El trauma hace parte de la vida de todos. A diferentes grados. Todos andamos con un pequeño niño congelado en el tiempo. Está vivo adentro y tiene más injerencia en nuestras vidas de lo que creemos. Es curioso: para ser un fenómeno tan común, es poco lo que nos gusta hablar de las heridas. Lo hacemos cuando toca, cuando se nos crecieron y de repente tenemos la crisis encima. Pero principalmente, evadimos o negamos el hecho de que adentro viven dolores antiguos, y frecuentemente son estos los que más influyen en nuestras llamadas decisiones adultas.

Trauma es sufrimiento. Eso es lo que creemos. Y es cierto. El trauma hace que generemos identidades y escudos de protección. Podemos tornarnos ansiosos, perfeccionistas, over achivers o personas que no saben poner límites. Podemos cortar relación con el cuerpo y comenzar a vivir desde la cabeza porque la corporalidad se siente peligrosa. Sin duda, sé que ahí, desde ese momento en que desalojamos el cuerpo, empiezan muchos de los problemas con la comida. El trauma lo recuerda el cuerpo, esta archivado en partes del cerebro como la amígdala y el hipocampo. Se revive en cada célula si aun no ha sido tramitado.

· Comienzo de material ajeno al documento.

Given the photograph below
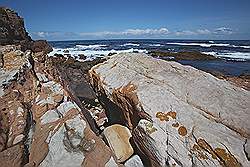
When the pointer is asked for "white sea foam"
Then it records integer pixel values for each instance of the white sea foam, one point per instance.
(232, 55)
(130, 44)
(90, 46)
(245, 47)
(91, 54)
(200, 44)
(211, 43)
(155, 45)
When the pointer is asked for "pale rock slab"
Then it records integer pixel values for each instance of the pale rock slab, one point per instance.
(118, 138)
(196, 119)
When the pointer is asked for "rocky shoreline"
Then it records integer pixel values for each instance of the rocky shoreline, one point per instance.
(126, 110)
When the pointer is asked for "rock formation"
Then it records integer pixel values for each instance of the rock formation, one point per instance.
(130, 110)
(42, 120)
(12, 28)
(178, 115)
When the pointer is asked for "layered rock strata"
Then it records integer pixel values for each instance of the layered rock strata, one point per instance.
(178, 115)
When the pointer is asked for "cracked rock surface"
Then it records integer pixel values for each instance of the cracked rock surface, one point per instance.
(41, 122)
(178, 115)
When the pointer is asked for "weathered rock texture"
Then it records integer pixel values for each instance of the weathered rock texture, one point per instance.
(178, 115)
(12, 27)
(42, 120)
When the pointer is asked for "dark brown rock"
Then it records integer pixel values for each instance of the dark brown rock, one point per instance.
(40, 46)
(12, 28)
(82, 56)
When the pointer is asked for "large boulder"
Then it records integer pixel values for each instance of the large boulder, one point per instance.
(178, 115)
(12, 28)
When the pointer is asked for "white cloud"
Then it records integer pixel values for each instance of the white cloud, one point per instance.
(130, 33)
(223, 30)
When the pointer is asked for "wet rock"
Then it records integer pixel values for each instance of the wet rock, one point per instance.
(1, 60)
(181, 55)
(118, 138)
(82, 56)
(66, 51)
(179, 116)
(12, 157)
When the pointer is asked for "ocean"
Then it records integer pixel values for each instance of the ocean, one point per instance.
(234, 54)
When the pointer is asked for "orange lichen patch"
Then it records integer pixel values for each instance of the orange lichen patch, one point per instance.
(166, 116)
(197, 149)
(205, 146)
(176, 125)
(228, 159)
(224, 158)
(172, 114)
(162, 116)
(182, 131)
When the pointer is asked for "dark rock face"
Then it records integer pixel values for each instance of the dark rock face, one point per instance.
(40, 46)
(12, 29)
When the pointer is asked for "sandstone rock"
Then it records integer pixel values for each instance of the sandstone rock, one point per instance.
(40, 46)
(135, 160)
(179, 116)
(118, 138)
(12, 157)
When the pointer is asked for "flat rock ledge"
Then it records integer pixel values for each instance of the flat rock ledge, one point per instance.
(177, 115)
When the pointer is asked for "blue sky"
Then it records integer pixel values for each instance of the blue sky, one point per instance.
(111, 19)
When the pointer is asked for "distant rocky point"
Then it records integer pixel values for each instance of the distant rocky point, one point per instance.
(125, 110)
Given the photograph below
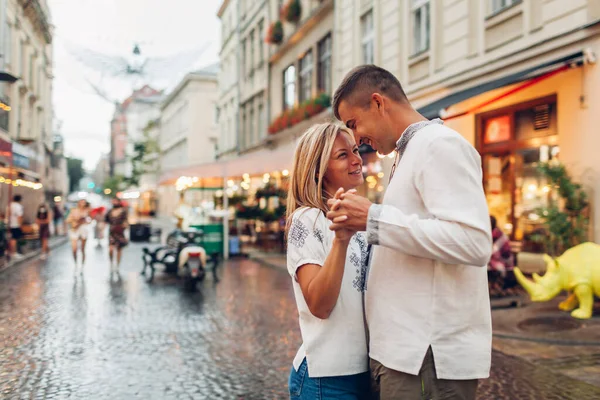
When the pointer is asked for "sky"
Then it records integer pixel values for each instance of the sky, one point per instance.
(90, 34)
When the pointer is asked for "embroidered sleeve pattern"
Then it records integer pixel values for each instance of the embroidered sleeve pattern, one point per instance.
(373, 224)
(359, 262)
(298, 234)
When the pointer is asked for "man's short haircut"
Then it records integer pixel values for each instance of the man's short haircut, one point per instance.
(361, 82)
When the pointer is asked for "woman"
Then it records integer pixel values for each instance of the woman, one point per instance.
(43, 222)
(117, 220)
(100, 218)
(328, 270)
(78, 221)
(501, 264)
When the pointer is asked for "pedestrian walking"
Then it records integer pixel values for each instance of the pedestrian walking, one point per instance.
(78, 221)
(327, 270)
(427, 303)
(43, 222)
(57, 218)
(117, 220)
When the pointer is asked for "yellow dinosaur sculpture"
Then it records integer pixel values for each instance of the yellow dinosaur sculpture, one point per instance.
(577, 271)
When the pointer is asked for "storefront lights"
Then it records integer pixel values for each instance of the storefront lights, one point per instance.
(21, 182)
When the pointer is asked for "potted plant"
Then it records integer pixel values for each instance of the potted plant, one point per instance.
(566, 218)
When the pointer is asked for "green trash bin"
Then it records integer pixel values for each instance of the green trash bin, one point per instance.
(212, 241)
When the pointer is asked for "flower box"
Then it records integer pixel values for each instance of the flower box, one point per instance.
(300, 113)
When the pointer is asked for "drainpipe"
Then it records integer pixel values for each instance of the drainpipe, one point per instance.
(267, 93)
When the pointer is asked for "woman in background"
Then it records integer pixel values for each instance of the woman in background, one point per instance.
(117, 220)
(78, 221)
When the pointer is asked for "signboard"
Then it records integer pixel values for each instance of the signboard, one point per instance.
(497, 129)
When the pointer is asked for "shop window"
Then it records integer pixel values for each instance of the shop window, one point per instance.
(368, 38)
(535, 122)
(497, 129)
(499, 5)
(513, 142)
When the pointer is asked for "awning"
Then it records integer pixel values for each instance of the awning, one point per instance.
(432, 110)
(7, 77)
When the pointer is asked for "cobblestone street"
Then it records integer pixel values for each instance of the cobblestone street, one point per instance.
(96, 337)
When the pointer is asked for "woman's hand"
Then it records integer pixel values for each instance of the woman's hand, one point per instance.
(343, 235)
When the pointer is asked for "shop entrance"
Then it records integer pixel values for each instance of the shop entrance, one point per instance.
(513, 142)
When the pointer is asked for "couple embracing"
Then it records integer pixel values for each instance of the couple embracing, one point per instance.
(392, 298)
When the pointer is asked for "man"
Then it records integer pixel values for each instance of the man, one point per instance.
(426, 300)
(15, 224)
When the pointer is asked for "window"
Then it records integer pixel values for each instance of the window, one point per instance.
(261, 41)
(420, 21)
(306, 66)
(368, 38)
(499, 5)
(7, 43)
(261, 120)
(243, 61)
(4, 115)
(244, 127)
(250, 140)
(216, 115)
(289, 87)
(513, 142)
(324, 68)
(31, 70)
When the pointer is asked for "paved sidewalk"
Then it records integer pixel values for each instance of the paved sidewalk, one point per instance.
(54, 242)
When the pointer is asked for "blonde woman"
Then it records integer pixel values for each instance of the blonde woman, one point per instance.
(78, 221)
(328, 270)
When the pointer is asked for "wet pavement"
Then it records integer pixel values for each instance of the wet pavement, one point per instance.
(93, 336)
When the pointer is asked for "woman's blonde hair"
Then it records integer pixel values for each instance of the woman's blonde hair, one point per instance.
(310, 164)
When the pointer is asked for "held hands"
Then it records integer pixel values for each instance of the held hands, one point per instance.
(348, 212)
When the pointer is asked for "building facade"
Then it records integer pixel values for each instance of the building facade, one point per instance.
(189, 135)
(26, 103)
(127, 127)
(512, 76)
(228, 80)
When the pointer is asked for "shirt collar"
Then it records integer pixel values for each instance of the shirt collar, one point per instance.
(411, 130)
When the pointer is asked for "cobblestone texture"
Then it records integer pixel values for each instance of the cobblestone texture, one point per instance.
(94, 336)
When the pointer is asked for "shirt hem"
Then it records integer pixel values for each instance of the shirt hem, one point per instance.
(415, 371)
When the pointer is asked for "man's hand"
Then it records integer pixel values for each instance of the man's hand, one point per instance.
(348, 211)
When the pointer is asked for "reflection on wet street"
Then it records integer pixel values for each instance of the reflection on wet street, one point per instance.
(98, 336)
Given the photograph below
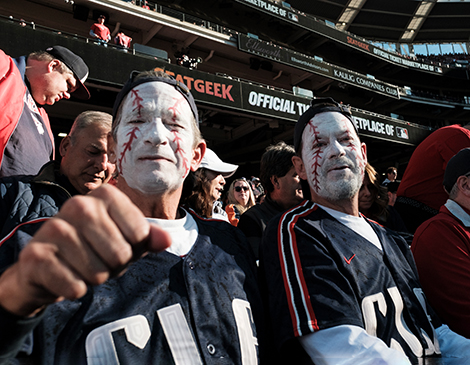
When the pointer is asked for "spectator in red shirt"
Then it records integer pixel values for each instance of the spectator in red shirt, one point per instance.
(100, 31)
(420, 193)
(123, 40)
(441, 248)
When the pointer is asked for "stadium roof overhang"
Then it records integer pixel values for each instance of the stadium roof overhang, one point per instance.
(399, 21)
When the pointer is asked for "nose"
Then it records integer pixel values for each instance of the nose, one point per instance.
(156, 133)
(336, 149)
(101, 162)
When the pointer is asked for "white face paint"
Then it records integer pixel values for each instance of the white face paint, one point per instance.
(333, 156)
(154, 146)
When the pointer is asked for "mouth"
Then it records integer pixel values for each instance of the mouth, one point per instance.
(154, 158)
(339, 168)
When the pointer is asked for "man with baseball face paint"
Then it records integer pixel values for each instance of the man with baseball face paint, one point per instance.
(341, 289)
(190, 295)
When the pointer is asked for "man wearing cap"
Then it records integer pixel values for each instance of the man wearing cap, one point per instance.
(27, 83)
(208, 185)
(190, 295)
(282, 185)
(100, 32)
(441, 248)
(339, 286)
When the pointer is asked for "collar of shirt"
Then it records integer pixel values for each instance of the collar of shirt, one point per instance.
(458, 212)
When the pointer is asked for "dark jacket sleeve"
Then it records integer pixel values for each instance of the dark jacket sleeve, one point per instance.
(14, 333)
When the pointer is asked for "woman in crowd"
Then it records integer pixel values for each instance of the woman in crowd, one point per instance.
(202, 189)
(373, 202)
(240, 199)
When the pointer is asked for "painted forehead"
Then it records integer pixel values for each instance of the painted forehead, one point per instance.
(333, 120)
(152, 97)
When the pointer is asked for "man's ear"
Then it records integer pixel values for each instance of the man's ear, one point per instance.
(274, 181)
(364, 152)
(64, 145)
(299, 167)
(198, 154)
(111, 149)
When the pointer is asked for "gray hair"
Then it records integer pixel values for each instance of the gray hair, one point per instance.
(88, 118)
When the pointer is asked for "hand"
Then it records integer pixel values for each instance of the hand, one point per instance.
(92, 238)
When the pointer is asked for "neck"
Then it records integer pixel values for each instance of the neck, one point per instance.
(163, 206)
(348, 206)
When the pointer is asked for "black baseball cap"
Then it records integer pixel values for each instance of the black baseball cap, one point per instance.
(317, 106)
(76, 65)
(459, 165)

En todo caso, hay otras dimensiones del trauma. El dolor como una puerta y un maestro. Es la oportunidad para darnos a nosotros mismos lo que no recibimos de niños. Podemos ser nuestros propios madre y padre, podemos hacernos sentir a salvo en un proceso de reconquista que toma tiempo, pero que será el viaje más importante de nuestras vidas. Es un asunto de alquimia: de repente, las heridas son los maestros, y solo a través de ellas podemos acceder a niveles de integración jamás sospechados.

Porque el trauma es ruptura. Es partirnos en mil pedazos cuando la amenaza era el abandono, la separación o el desamparo. Es decir, morir. Pero ahora, como adultos, podemos usar todos los recursos de la vida para volver a unir las partes y darnos otro mensaje: la vida nos sostiene, somos fuertes, somos capaces, somos suficientes.